Photograph Courtesy The Metropolitan Museum of Art
The Gobustan board, if the nearby rock art can be relied upon, might push the age of Fifty-eight Holes back into the end of the third millennium B.C., closer to the first clear appearances of Senet and Twenty Squares. No one knows, as yet, where the game began; we can only pick it out along the branches of trade networks of the second millennium B.C., suggesting that merchants, soldiers, and diplomats helped Fifty-eight Holes spread wider than any other game of its time. The timing was propitious, Crist said.

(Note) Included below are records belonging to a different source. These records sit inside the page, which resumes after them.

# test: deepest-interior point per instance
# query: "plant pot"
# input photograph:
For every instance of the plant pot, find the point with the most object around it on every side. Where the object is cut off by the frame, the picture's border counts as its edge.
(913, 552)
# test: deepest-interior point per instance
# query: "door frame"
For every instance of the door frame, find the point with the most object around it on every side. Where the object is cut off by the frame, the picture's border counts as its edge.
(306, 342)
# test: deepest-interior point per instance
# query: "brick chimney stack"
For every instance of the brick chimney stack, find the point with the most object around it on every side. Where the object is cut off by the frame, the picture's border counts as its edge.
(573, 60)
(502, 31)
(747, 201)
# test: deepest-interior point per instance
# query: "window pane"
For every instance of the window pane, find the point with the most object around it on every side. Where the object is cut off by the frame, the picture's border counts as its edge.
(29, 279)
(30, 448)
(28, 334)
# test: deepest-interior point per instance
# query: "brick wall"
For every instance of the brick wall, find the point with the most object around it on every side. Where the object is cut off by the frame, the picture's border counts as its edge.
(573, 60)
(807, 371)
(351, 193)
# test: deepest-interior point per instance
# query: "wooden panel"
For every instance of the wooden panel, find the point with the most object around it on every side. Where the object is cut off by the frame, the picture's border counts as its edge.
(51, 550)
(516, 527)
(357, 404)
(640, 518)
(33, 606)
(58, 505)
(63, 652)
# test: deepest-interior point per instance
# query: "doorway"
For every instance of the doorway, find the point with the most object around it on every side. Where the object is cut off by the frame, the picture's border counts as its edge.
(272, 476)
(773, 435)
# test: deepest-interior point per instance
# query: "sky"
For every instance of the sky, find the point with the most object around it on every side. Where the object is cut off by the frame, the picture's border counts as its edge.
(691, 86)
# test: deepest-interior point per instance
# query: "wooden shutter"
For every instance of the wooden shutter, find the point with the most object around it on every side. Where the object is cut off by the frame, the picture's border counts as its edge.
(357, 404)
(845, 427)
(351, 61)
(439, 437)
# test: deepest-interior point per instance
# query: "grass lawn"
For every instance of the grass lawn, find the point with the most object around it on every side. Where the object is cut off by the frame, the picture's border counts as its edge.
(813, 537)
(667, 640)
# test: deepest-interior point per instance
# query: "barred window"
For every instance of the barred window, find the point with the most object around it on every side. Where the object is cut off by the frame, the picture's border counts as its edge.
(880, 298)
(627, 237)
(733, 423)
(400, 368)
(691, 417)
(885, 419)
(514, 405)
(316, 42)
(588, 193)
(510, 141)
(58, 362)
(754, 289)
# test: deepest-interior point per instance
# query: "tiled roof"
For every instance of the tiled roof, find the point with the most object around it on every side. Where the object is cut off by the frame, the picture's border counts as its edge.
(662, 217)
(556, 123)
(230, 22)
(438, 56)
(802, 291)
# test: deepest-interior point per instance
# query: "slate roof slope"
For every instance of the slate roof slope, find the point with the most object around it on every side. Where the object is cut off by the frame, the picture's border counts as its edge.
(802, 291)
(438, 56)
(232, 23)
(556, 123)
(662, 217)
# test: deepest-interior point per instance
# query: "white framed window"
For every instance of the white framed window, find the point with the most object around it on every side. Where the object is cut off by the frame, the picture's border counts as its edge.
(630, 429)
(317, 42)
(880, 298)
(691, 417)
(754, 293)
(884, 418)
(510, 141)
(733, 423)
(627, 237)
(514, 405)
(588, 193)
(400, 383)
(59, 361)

The Indus Valley Civilization in modern south Asia, where Twenty Squares probably originated, and the Egyptian Old Kingdom, in which Senet was played, were both heading into slow decline. “There was a reorganization of economics from Mesopotamia, going not to the east but to the north—Assyrian trading colonies going into Anatolia,” Crist said. He thinks Fifty-eight Holes acquired its wide currency as a result of these fundamental renovations of the ancient world.
There is something touchingly human in the dispersal of these games—in the vision it evokes of travellers packing for long, hard journeys and remembering to take with them something to kill time, something to satisfy their impulse to play. Anthropologists often regard these old games as novelties, Crist told me, but they can narrate plenty about their era. “Games function socially as a way for people to interact with one another,” he said. “People will play games when they vaguely know each other, to get to know one another.” The anthropologist Thomas M. Malaby, in a 2007 paper, recounted how, while studying gambling in Greece, he improved at backgammon. To the Cretans he played against, he wrote, “the potential meaning of the outcomes broadened, reflecting any of a number of new possibilities (e.g., ‘You’ve become Greek, now!’ or ‘The clever American must have found a new way to cheat’).” The ability to judge another person was valuable, Crist said. It helped find answers to important questions: Are you good enough to be part of my family? Should I trust you enough to trade with you? “This is how games passed between cultures,” Crist said. Where language cannot reveal everything, something may still be gleaned from the silent, ludic routines of a game.